Tüm Bayanlara Süt İçmeleri Tavsiye Ediliyor

Kaymakam Ahmet Katırcı’nın konuşmasının ardından ardından Selçuk Üniversitesi Akşehir Kadir Yallagöz Sağlık Yüksek Okulu öğrencileri tarafından hazırlanan "Öyle bir geçer zaman ki" isimli roll play gerçekleştirildi. Kısa tiyatro gösterisi izleyiciler tarafından ayakta alkışlandı. Ardından Selçuk üniversitesi Akşehir Kadir Yallagöz Sağlık Yüksek Okulu öğretim görevlisi Alev Yıldırım’ın "Osteoporoz" adlı sunumu gerçekleştirildi. Kemik erimesinin nasıl oluştuğu, hastalığın gelişim süreci ve tedavisini anlatan Alev Yıldırım, tüm bayanlara süt ve süt ürünlerine hayatları boyunca olabildiğince yer verilmesi durumunda kemik erimesiyle mücadele edilebileceğini ifade etti. Hayatın bir süreç olduğunu belirten Yıldırım: "Hepimizin de bildiği yaşam bir süreç, bebeklikten yaşlılığa kadar. Bu süreci en iyi şekilde yaşayabilmek için sağlığımıza dikkat etmeliyiz. Kemik erimesine neden olan ilaçlardan kaçınıp, hayatımıza egzersizi muhakkak yerleştirebilirsek, alkol ve benzeri bağımlılık yapan ürünlerden kaçınırsak kemik erimesinden korunabiliriz. Kemik erimesinden kurtulmak için sık doğumlardan, aşırı zayıflıktan da kaçınmalı ve menepoz döneminden sonra sürekli kemik ölçümlerimizi ve taramalarımızı yaptırmamız gerekmektedir. Ve süt ürünlerini muhakkak tüketmemiz gerekmektedir. Gerekli önlemleri alalım kemik hırsızına yenik düşmeyelim."dedi.

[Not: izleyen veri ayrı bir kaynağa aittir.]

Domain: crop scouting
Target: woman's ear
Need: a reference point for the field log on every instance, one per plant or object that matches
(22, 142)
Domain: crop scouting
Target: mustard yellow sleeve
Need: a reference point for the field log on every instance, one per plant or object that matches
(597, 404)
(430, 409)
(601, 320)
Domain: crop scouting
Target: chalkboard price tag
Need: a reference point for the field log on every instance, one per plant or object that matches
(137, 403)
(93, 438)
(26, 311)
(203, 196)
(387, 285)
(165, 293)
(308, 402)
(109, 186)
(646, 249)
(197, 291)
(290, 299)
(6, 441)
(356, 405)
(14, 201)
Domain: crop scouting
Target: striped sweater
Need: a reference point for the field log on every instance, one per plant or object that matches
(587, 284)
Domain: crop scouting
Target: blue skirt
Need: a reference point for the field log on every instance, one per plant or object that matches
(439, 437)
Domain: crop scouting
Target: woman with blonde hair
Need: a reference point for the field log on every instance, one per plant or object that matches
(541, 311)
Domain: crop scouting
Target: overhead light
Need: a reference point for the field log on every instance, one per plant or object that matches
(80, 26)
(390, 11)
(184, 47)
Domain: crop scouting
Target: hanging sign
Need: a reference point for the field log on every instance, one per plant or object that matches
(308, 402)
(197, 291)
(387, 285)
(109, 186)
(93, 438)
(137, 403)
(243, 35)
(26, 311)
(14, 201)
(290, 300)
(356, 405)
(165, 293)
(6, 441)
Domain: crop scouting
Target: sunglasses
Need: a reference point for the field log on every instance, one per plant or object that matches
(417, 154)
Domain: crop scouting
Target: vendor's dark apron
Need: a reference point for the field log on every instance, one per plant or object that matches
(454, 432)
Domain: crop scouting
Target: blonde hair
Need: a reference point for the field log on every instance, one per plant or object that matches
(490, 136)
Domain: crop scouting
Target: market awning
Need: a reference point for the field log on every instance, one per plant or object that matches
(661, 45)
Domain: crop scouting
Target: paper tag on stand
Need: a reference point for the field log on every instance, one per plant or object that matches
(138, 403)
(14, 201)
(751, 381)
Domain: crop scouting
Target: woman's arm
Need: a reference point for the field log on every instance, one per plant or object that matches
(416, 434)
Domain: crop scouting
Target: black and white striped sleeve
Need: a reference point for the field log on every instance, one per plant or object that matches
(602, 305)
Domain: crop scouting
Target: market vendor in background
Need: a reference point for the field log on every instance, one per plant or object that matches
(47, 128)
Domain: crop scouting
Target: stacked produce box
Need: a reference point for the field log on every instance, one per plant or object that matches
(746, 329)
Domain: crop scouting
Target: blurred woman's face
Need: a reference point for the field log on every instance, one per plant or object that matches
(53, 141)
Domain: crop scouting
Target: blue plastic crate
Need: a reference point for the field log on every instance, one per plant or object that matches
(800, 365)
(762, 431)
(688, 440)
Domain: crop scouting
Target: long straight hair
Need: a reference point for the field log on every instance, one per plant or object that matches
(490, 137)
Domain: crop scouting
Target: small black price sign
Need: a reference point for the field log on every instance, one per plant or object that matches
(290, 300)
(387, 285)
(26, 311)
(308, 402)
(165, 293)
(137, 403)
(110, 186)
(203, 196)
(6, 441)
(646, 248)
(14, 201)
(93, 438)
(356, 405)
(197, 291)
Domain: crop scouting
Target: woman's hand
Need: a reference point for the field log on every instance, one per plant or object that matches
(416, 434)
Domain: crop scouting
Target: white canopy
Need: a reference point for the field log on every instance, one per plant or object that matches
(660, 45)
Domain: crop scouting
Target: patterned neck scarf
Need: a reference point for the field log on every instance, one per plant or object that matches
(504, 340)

Alev Yıldırım’ın sunumunun ardından yine öğrenciler tarafından hazırlanan "Kaynar Kazan" ve "151 ‘lik Zarife Nene " adlı kısa tiyatro gösterisi gerçekleştirildi.  Kaymakam Ahmet Katırcı tarafından Selçuk Üniversitesi Akşehir Kadir Yallagöz Sağlık Yüksek Okulu Müdürü Hasan Serdar Gergerlioğlu’na çiçek vermesi ile program sona erdi.